Correlation Between Glg Intl and Blackrock Strategic
Can any of the company-specific risk be diversified away by investing in both Glg Intl and Blackrock Strategic at the same time? Although using a correlation coefficient on its own may not help to predict future stock returns, this module helps to understand the diversifiable risk of combining Glg Intl and Blackrock Strategic into the same portfolio, which is an essential part of the fundamental portfolio management process.
By analyzing existing cross correlation between Glg Intl Small and Blackrock Strategic Income, you can compare the effects of market volatilities on Glg Intl and Blackrock Strategic and check how they will diversify away market risk if combined in the same portfolio for a given time horizon. You can also utilize pair trading strategies of matching a long position in Glg Intl with a short position of Blackrock Strategic. Check out your portfolio center. Please also check ongoing floating volatility patterns of Glg Intl and Blackrock Strategic.
Diversification Opportunities for Glg Intl and Blackrock Strategic
0.75 | Correlation Coefficient |
Poor diversification
The 3 months correlation between Glg and Blackrock is 0.75. Overlapping area represents the amount of risk that can be diversified away by holding Glg Intl Small and Blackrock Strategic Income in the same portfolio, assuming nothing else is changed. The correlation between historical prices or returns on Blackrock Strategic and Glg Intl is a relative statistical measure of the degree to which these equity instruments tend to move together. The correlation coefficient measures the extent to which returns on Glg Intl Small are associated (or correlated) with Blackrock Strategic. Values of the correlation coefficient range from -1 to +1, where. The correlation of zero (0) is possible when the price movement of Blackrock Strategic has no effect on the direction of Glg Intl i.e., Glg Intl and Blackrock Strategic go up and down completely randomly.

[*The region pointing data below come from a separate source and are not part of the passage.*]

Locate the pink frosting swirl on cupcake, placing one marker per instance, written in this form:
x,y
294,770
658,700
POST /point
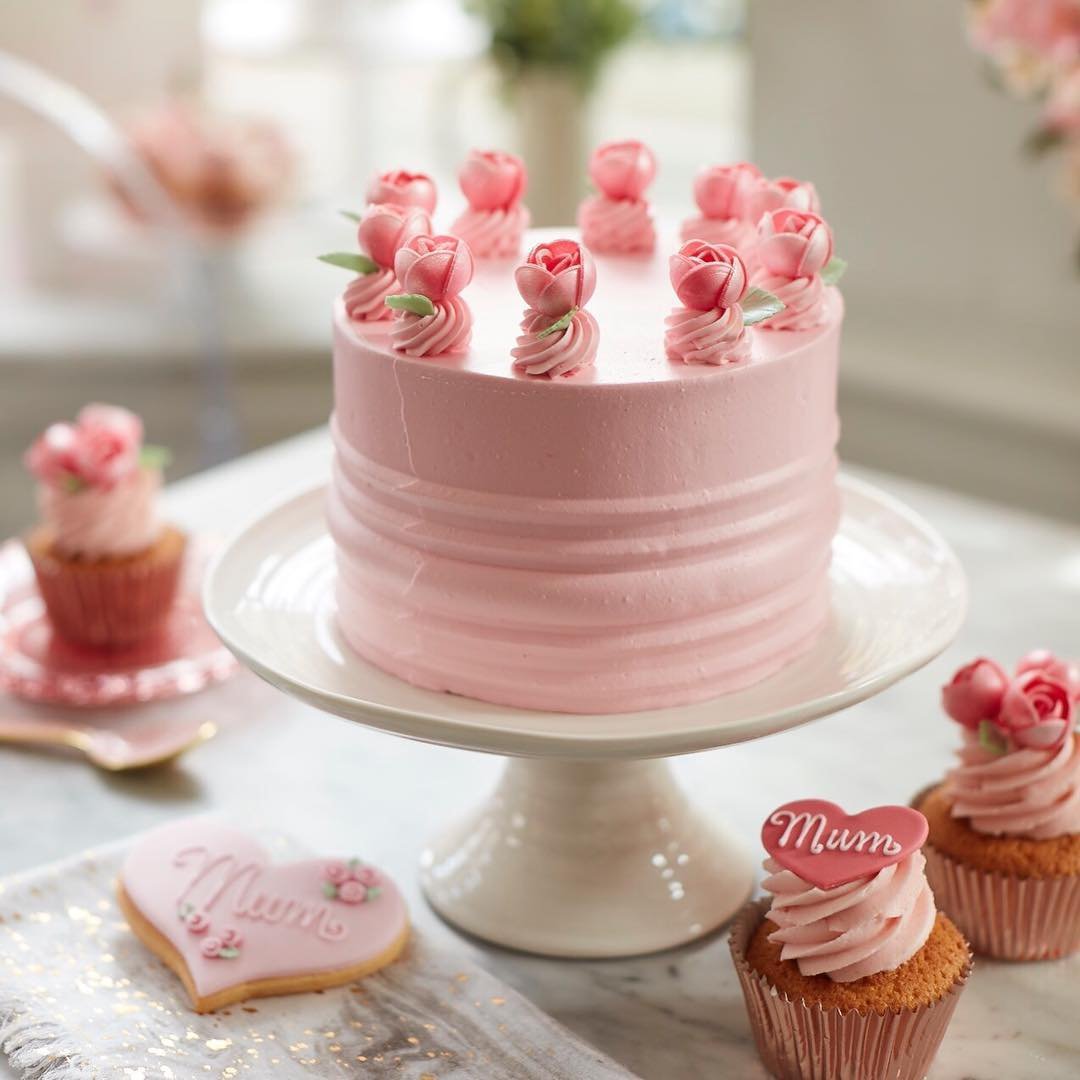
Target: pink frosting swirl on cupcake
x,y
365,296
447,331
867,926
493,233
1029,793
559,353
617,226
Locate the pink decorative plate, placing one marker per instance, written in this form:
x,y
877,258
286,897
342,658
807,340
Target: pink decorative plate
x,y
38,665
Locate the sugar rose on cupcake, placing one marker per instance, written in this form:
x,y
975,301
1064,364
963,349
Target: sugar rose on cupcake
x,y
1003,853
106,566
618,218
558,336
496,219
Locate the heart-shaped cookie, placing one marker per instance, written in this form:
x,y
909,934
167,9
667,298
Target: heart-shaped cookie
x,y
828,848
232,925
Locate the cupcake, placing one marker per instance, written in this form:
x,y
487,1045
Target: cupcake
x,y
1003,853
848,969
107,567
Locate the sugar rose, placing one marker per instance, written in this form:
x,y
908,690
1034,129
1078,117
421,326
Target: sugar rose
x,y
793,243
556,277
435,267
707,275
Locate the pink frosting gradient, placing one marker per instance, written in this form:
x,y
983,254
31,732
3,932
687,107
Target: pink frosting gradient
x,y
1030,793
447,331
103,523
640,535
617,226
859,929
562,353
365,296
706,337
493,233
279,914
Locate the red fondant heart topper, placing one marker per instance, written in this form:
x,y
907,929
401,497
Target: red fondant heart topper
x,y
828,848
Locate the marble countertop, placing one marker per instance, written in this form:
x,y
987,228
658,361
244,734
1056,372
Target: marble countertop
x,y
336,785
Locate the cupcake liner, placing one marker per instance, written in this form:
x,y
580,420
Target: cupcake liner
x,y
1007,917
799,1041
108,604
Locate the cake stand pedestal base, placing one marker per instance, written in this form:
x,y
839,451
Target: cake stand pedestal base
x,y
576,859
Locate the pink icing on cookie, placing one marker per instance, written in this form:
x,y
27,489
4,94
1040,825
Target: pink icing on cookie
x,y
274,916
872,923
826,847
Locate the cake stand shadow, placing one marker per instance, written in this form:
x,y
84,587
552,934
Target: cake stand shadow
x,y
589,847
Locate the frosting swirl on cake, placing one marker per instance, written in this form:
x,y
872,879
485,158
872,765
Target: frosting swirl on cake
x,y
864,927
1030,793
563,352
365,296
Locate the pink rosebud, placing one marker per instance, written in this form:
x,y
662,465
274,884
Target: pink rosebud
x,y
784,192
491,179
720,191
198,922
622,170
1036,711
337,872
1066,672
435,267
403,188
385,227
366,876
556,277
793,243
707,275
974,694
352,892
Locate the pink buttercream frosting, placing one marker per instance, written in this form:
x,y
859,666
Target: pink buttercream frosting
x,y
867,926
365,296
447,331
561,353
1029,793
493,233
103,523
801,297
617,226
706,337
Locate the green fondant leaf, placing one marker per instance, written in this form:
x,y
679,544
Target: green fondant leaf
x,y
559,324
758,305
990,739
154,457
834,270
410,301
350,260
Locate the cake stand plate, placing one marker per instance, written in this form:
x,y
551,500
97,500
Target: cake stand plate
x,y
589,848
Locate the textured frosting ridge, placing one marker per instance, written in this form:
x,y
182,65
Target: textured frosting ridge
x,y
494,233
1029,793
365,296
447,331
859,929
801,298
706,337
104,523
561,353
617,226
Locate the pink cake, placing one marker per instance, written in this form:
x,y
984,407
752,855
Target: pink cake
x,y
639,532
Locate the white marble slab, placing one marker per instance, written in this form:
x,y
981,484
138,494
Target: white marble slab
x,y
337,785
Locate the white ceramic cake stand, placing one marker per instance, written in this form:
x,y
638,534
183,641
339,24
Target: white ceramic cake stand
x,y
588,847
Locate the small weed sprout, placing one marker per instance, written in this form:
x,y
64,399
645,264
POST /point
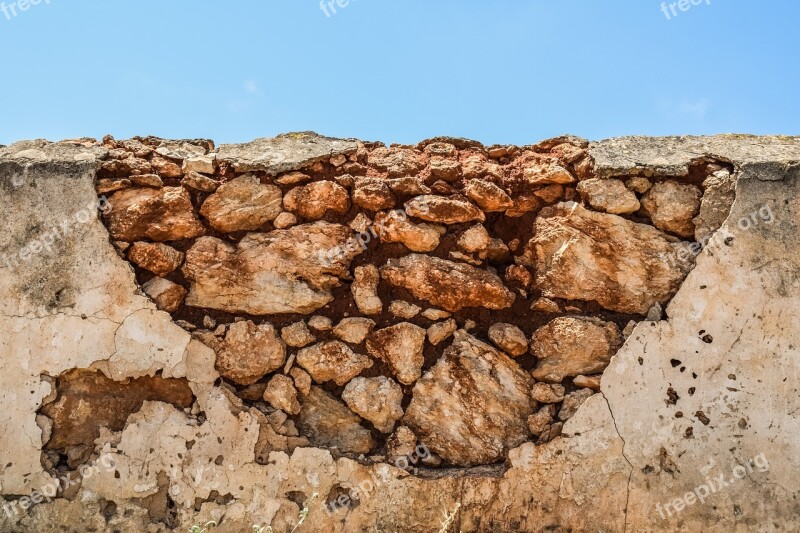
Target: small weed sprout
x,y
197,528
305,511
449,519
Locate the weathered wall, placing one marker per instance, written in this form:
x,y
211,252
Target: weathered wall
x,y
722,362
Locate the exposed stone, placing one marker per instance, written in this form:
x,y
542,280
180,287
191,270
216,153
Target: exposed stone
x,y
405,310
284,220
573,402
400,346
281,394
508,338
444,168
88,401
443,210
539,422
720,192
408,186
548,393
168,296
373,194
244,204
354,330
198,182
302,380
297,335
395,227
147,180
451,286
312,201
473,405
284,153
672,206
441,331
248,352
332,361
320,323
157,258
608,195
571,346
284,271
397,162
328,422
588,382
435,314
365,290
629,269
378,400
475,239
401,443
152,214
488,196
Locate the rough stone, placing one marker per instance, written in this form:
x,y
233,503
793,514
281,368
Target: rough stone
x,y
329,423
248,352
332,361
400,346
365,290
394,227
167,295
312,201
451,286
473,405
672,206
354,330
443,210
284,271
608,195
571,346
630,268
378,400
157,258
244,204
281,394
508,338
152,214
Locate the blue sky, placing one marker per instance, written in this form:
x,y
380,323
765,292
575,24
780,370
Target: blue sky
x,y
398,71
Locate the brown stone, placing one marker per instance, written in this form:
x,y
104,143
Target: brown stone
x,y
248,352
332,361
451,286
158,258
329,423
473,405
579,254
400,346
312,201
284,271
571,346
88,401
244,204
152,214
443,210
378,400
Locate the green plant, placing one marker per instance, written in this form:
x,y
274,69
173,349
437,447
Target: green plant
x,y
197,528
305,511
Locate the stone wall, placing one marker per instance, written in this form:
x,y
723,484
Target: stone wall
x,y
517,338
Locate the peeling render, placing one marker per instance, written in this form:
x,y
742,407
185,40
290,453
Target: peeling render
x,y
241,328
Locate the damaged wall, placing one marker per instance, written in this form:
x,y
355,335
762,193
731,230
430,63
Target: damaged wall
x,y
237,329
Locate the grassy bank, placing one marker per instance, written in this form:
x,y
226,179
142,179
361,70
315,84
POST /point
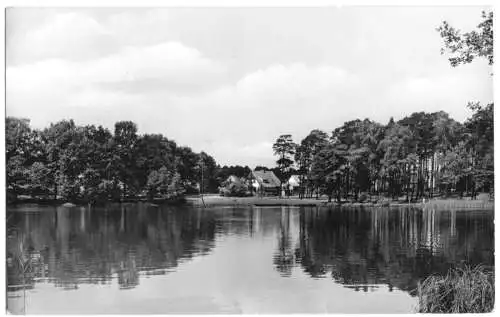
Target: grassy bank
x,y
216,200
467,290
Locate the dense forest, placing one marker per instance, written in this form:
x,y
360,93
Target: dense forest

Pair Corralation between Glg Intl and Blackrock Strategic
Assuming the 90 days horizon Glg Intl Small is expected to generate 5.55 times more return on investment than Blackrock Strategic. However, Glg Intl is 5.55 times more volatile than Blackrock Strategic Income. It trades about 0.1 of its potential returns per unit of risk. Blackrock Strategic Income is currently generating about 0.08 per unit of risk. If you would invest 8,204 in Glg Intl Small on October 24, 2024 and sell it today you would earn a total of 480.00 from holding Glg Intl Small or generate 5.85% return on investment over 90 days.
Time Period | 3 Months [change] |
Direction | Moves Together |
Strength | Significant |
Accuracy | 100.0% |
Values | Daily Returns |
Glg Intl Small vs. Blackrock Strategic Income
Performance |
Timeline |
Glg Intl Small |
Blackrock Strategic |
Glg Intl and Blackrock Strategic Volatility Contrast
Predicted Return Density |
Returns |
Pair Trading with Glg Intl and Blackrock Strategic
The main advantage of trading using opposite Glg Intl and Blackrock Strategic positions is that it hedges away some unsystematic risk. Because of two separate transactions, even if Glg Intl position performs unexpectedly, Blackrock Strategic can make up some of the losses. Pair trading also minimizes risk from directional movements in the market. For example, if an entire industry or sector drops because of unexpected headlines, the short position in Blackrock Strategic will offset losses from the drop in Blackrock Strategic's long position.Glg Intl vs. Ab Bond Inflation | Glg Intl vs. Asg Managed Futures | Glg Intl vs. Atac Inflation Rotation | Glg Intl vs. Ab Bond Inflation |
Blackrock Strategic vs. Managed Account Series | Blackrock Strategic vs. Blackrock Hi Yld | Blackrock Strategic vs. Blackrock High Yield | Blackrock Strategic vs. Blackrock Hi Yld |
Check out your portfolio center.Note that this page's information should be used as a complementary analysis to find the right mix of equity instruments to add to your existing portfolios or create a brand new portfolio. You can also try the Alpha Finder module to use alpha and beta coefficients to find investment opportunities after accounting for the risk.